But I don't think we are there where just, like, you don't need the data team. Let's just ask a question. Almost guaranteed that the answer will be wrong. So data engineer in that regard, data engineering and data engineers, are definitely not going to lose their jobs because now it's easy to generate SQL from text.
[00:16:19] Tobias Macey:
And in the context even of that text to SQL use case, what I've been hearing a lot is that it's not even very good at that. One, because LLMs are bad at math and SQL is just a manifestation of relational algebra, thereby math. But that if you bring a knowledge graph into the system where the AI is using the knowledge graph to understand what are the relations between all the different entities from which it then generates the queries, it actually does a much better job. But, again, you'd have to build the knowledge graph first. And I think maybe that's one of the places where bringing AI earlier in the cycle is actually potentially useful, where you can use the AI to do some of that root work of saying, here are all the different representations that I have of this entity or this concept across my different data sources.
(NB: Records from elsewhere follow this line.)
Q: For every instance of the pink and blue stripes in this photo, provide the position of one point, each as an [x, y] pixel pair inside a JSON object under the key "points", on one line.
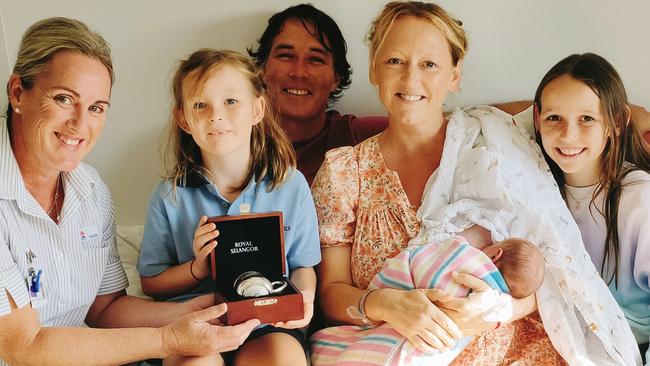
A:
{"points": [[426, 266]]}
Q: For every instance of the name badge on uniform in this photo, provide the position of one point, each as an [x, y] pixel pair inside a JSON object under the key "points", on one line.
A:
{"points": [[88, 232], [34, 281]]}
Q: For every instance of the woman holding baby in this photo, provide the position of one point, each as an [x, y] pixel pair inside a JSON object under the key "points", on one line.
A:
{"points": [[368, 200]]}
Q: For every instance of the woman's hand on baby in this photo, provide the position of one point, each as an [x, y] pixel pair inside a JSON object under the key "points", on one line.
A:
{"points": [[204, 242], [413, 314], [469, 312], [308, 303]]}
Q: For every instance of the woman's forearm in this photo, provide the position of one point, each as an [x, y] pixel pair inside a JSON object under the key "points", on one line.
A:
{"points": [[523, 307], [335, 300], [304, 279], [128, 311], [25, 342]]}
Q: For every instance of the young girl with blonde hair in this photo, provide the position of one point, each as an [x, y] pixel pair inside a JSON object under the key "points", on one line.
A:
{"points": [[229, 156]]}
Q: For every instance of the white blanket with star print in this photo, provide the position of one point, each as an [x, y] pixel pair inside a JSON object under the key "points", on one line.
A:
{"points": [[493, 174]]}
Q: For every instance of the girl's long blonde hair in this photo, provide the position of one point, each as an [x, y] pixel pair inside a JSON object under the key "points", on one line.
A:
{"points": [[272, 155]]}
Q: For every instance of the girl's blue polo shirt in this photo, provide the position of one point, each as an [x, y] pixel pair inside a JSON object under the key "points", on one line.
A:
{"points": [[171, 222]]}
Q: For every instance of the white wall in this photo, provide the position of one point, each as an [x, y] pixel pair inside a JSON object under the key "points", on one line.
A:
{"points": [[513, 43]]}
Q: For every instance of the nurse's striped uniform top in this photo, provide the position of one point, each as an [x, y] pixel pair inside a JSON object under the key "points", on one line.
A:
{"points": [[78, 257]]}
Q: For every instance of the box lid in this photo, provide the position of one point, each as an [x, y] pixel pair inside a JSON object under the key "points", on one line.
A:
{"points": [[251, 242]]}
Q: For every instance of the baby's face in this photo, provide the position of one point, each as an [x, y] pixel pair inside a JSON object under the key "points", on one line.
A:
{"points": [[493, 251]]}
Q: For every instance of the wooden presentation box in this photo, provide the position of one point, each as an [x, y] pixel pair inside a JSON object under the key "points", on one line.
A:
{"points": [[253, 242]]}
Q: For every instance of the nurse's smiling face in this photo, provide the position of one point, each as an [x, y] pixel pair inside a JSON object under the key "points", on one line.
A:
{"points": [[58, 120]]}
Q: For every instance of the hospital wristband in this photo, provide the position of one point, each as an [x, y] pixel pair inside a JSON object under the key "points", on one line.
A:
{"points": [[191, 272]]}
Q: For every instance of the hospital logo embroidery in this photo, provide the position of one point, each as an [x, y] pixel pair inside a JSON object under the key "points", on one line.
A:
{"points": [[88, 233]]}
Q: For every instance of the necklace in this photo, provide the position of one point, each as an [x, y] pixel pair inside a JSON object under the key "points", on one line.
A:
{"points": [[55, 206]]}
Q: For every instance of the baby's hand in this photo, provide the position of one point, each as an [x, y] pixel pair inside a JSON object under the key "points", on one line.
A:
{"points": [[202, 245], [308, 302]]}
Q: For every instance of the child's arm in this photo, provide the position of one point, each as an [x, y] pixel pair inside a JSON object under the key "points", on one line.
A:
{"points": [[181, 278], [305, 281]]}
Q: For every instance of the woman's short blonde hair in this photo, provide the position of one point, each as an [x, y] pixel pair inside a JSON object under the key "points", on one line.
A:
{"points": [[45, 38], [451, 28]]}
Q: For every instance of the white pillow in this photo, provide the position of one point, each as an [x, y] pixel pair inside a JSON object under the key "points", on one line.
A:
{"points": [[128, 246]]}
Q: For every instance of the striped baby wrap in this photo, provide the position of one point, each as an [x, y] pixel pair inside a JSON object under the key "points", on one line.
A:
{"points": [[426, 266]]}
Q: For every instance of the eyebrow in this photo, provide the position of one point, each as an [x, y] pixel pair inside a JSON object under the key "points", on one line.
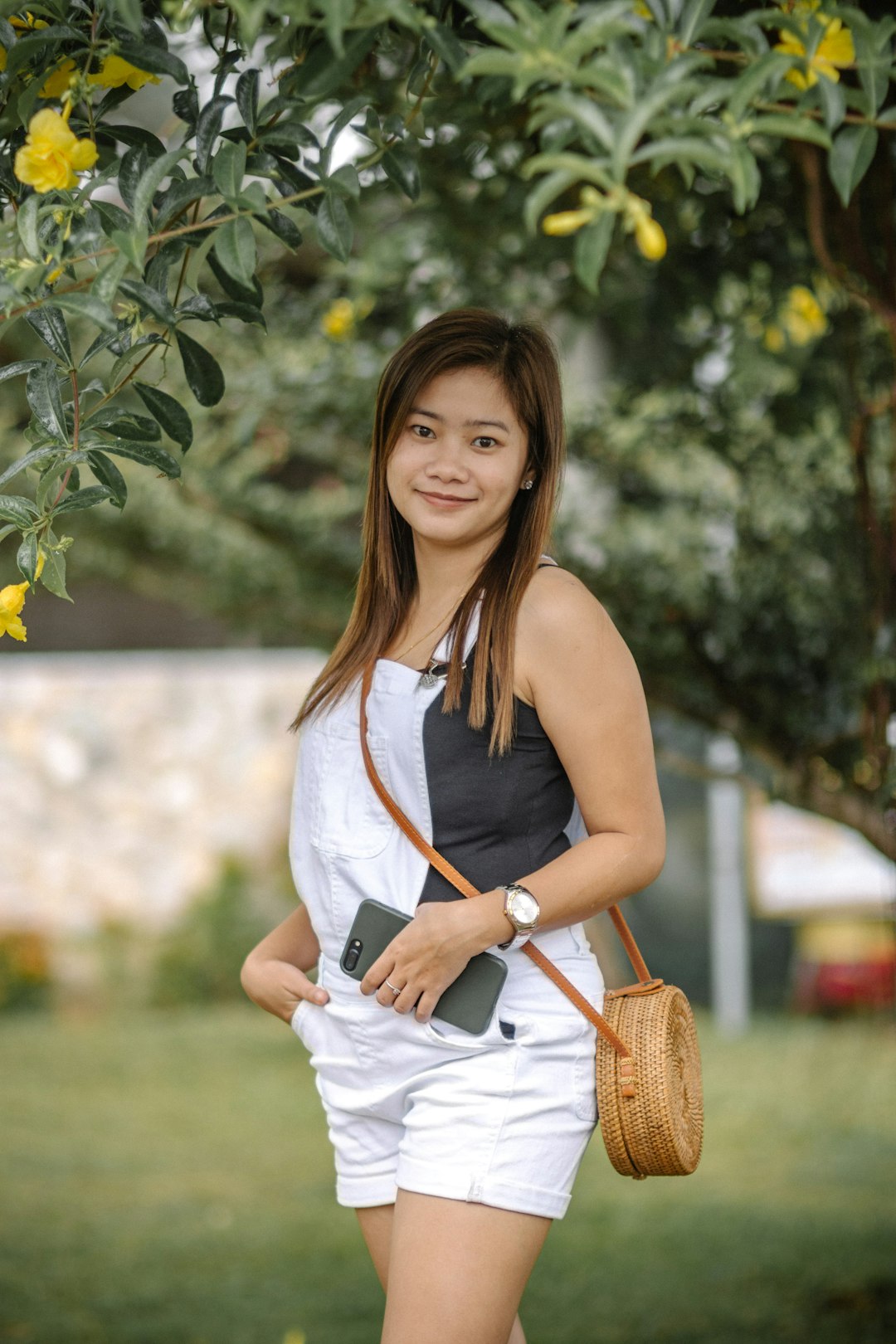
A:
{"points": [[418, 410]]}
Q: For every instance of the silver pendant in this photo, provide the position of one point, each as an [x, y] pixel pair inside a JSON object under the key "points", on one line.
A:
{"points": [[430, 676]]}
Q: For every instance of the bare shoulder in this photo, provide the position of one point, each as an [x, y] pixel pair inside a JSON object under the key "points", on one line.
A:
{"points": [[561, 621]]}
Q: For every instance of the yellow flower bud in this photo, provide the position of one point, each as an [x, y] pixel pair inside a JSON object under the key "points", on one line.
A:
{"points": [[650, 238], [52, 155], [567, 222], [338, 319]]}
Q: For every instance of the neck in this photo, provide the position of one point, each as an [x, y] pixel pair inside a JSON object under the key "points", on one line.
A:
{"points": [[444, 572]]}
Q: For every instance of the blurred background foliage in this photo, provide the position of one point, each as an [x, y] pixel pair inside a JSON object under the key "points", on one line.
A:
{"points": [[731, 440]]}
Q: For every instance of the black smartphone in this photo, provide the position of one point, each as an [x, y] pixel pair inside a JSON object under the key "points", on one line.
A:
{"points": [[468, 1003]]}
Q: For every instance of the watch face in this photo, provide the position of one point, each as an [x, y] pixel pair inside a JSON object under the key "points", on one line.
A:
{"points": [[525, 908]]}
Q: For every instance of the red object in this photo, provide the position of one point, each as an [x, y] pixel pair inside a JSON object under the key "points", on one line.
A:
{"points": [[861, 984]]}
Give me a first pass of what a unified model looks like to be able to represent that given all of the data that I have about it and all the ways that it's being represent that given all of the data that I have about it and all the ways that it's being represented. And I'm wondering what you've seen in that context of bringing the AI into that data modeling, data curation workflow of it's not the end user interacting with it. It's the data engineer using the AI as their copilot, if you will, or as their assistant to be able to do some of that tedious work that would otherwise be okay. Well, I've got 15 different spreadsheets. I need to visually look across them and try and figure out the similarities and differences, etcetera.
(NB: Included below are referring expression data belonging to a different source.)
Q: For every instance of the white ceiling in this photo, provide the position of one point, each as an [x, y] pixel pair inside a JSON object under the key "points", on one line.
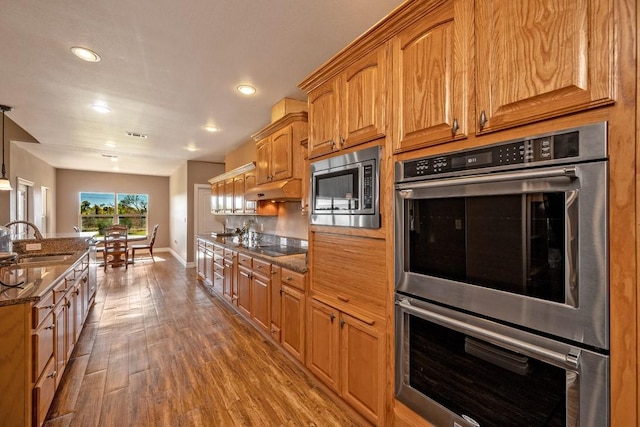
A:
{"points": [[168, 69]]}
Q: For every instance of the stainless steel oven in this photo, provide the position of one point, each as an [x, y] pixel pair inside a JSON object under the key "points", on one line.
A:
{"points": [[512, 239], [457, 369]]}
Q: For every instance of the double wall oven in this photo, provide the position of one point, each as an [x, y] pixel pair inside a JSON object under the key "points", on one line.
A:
{"points": [[502, 311]]}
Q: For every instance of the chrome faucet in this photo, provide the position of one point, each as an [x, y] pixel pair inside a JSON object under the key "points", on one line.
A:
{"points": [[36, 233]]}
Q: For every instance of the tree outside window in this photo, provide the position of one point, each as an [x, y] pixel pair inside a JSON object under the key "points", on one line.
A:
{"points": [[101, 210]]}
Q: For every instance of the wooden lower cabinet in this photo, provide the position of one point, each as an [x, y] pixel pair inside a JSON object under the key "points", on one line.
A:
{"points": [[260, 290], [38, 340], [293, 321], [244, 290], [348, 355]]}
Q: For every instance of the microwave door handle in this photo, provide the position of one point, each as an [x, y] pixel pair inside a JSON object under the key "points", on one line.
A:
{"points": [[566, 172], [570, 360]]}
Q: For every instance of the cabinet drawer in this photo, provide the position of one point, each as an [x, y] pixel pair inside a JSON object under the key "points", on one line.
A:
{"points": [[61, 289], [218, 250], [262, 267], [230, 254], [244, 260], [42, 345], [292, 278], [41, 310], [43, 393]]}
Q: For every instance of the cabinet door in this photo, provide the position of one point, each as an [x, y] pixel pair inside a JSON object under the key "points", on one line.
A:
{"points": [[323, 337], [260, 288], [364, 100], [220, 193], [276, 303], [293, 324], [229, 289], [244, 290], [363, 367], [263, 161], [214, 198], [282, 154], [238, 194], [537, 60], [324, 104], [433, 80], [61, 334], [228, 195], [250, 206]]}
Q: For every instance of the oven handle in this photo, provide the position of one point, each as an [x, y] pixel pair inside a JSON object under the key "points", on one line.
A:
{"points": [[570, 360], [566, 172]]}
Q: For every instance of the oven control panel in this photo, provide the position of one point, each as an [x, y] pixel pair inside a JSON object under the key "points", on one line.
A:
{"points": [[526, 151]]}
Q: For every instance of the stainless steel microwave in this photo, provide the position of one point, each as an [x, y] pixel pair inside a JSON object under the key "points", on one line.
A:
{"points": [[345, 189]]}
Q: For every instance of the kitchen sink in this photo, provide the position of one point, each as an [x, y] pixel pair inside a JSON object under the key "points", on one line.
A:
{"points": [[44, 259]]}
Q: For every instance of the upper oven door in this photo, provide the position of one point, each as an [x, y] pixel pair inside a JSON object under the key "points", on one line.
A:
{"points": [[527, 247]]}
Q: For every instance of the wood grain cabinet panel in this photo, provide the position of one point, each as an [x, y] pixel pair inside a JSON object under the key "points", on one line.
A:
{"points": [[323, 343], [293, 321], [540, 60], [350, 109], [433, 78]]}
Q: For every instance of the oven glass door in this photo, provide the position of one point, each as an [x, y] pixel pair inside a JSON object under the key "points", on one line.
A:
{"points": [[510, 242], [452, 366]]}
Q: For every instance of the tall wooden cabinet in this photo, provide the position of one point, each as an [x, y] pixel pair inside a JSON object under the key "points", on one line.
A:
{"points": [[433, 77], [350, 109], [555, 56]]}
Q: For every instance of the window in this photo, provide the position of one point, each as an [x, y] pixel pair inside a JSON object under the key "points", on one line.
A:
{"points": [[98, 210]]}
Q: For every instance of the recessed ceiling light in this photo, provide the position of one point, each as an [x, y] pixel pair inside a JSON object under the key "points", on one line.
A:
{"points": [[100, 108], [136, 134], [246, 89], [85, 54]]}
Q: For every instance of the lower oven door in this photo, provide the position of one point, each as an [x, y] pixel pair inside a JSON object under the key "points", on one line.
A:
{"points": [[455, 369]]}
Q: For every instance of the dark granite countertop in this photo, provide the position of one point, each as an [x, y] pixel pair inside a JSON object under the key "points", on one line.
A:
{"points": [[38, 280], [297, 262]]}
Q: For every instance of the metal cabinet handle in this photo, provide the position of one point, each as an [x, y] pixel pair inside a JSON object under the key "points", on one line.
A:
{"points": [[483, 119]]}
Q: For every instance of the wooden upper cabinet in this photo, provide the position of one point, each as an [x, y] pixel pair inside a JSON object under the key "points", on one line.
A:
{"points": [[274, 156], [323, 118], [263, 161], [250, 206], [282, 154], [363, 99], [537, 60], [433, 79], [238, 193], [350, 109]]}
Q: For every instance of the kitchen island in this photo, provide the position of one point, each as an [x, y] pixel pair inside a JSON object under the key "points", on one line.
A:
{"points": [[44, 301]]}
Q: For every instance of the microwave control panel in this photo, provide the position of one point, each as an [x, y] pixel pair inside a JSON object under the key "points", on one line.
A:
{"points": [[527, 151], [367, 186]]}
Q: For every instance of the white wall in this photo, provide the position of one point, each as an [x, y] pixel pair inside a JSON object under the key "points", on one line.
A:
{"points": [[179, 212]]}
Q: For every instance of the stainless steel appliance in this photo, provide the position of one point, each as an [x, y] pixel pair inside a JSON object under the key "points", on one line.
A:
{"points": [[510, 239], [345, 189]]}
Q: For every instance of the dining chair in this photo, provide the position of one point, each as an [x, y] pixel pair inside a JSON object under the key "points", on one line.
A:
{"points": [[116, 248], [147, 246]]}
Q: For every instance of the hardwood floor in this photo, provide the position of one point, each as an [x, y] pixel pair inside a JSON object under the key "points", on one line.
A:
{"points": [[158, 350]]}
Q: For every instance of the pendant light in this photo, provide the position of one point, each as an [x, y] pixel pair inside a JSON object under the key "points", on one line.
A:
{"points": [[5, 184]]}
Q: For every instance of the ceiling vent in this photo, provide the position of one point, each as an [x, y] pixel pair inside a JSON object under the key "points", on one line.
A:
{"points": [[137, 134]]}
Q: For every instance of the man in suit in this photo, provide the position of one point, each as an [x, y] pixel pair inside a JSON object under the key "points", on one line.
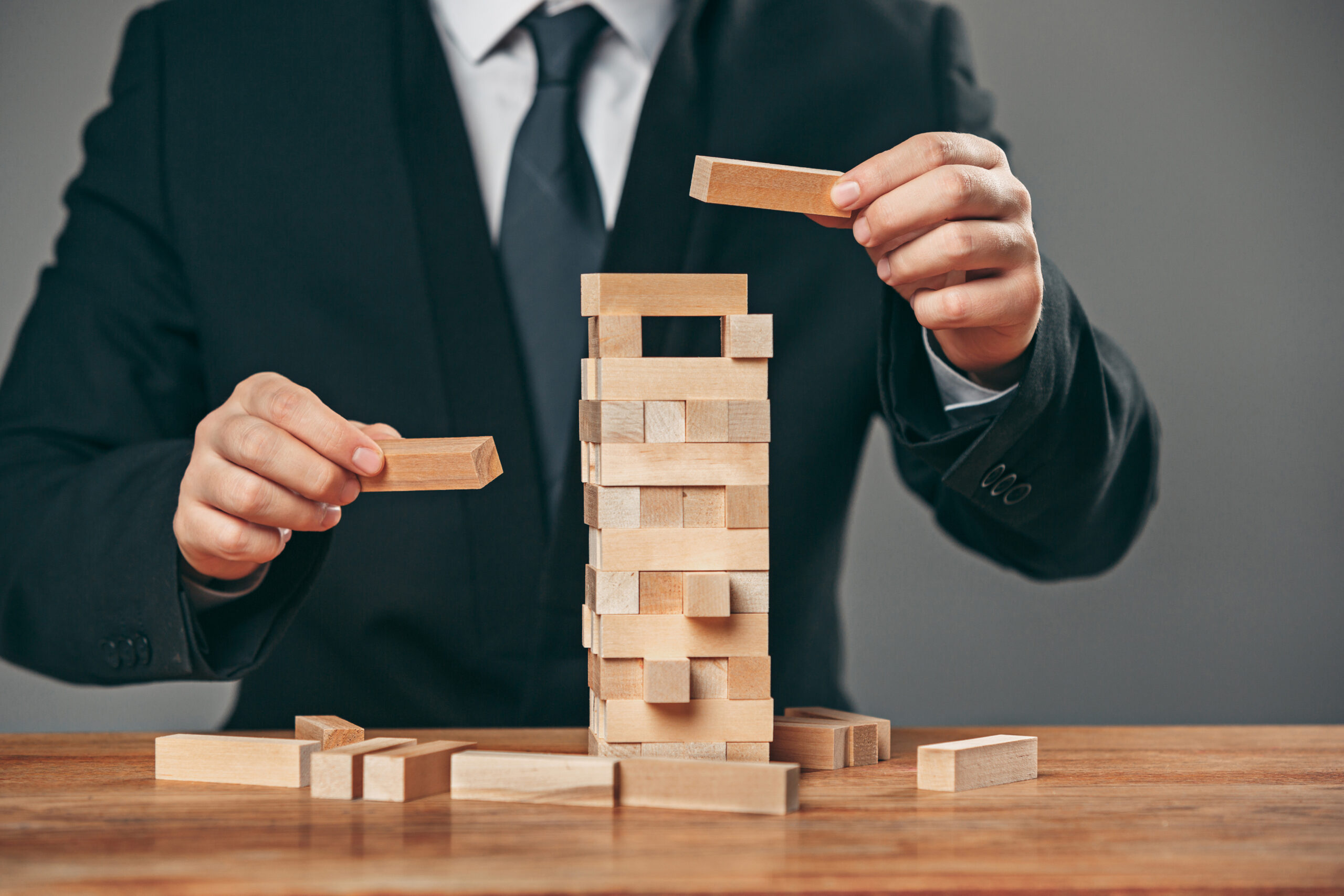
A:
{"points": [[299, 215]]}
[00:17:50] Gleb Mezhanskiy:
Yeah. That's a good point, Tobias. I would say that there are I have two thoughts there. On how the EI plugs in to actually make text to SQL work, yes, you absolutely need that kind of semantic graph of what it what datasets you have, how are they related, what are all the metrics, how those metrics are computed. And in that regard, what's really interesting is that the metrics layer that was, at some point, a really hot idea in the modern data stack probably about for, you know, three to five years ago. And then everyone was really disappointed with how little impact it actually made on on the data team's, productivity and just overall on the data stack. It almost like now now it's the metric layer's time. Because if you take the metrics layer and, which gives you a really structured representation of the core entities and the metrics, putting the text to SQL is almost, like, the most impactful thing that you can do because then you have a structured preservation of your data model, which allows AI to be very, very effective at being able to answer questions while being while while operating on a structured graph.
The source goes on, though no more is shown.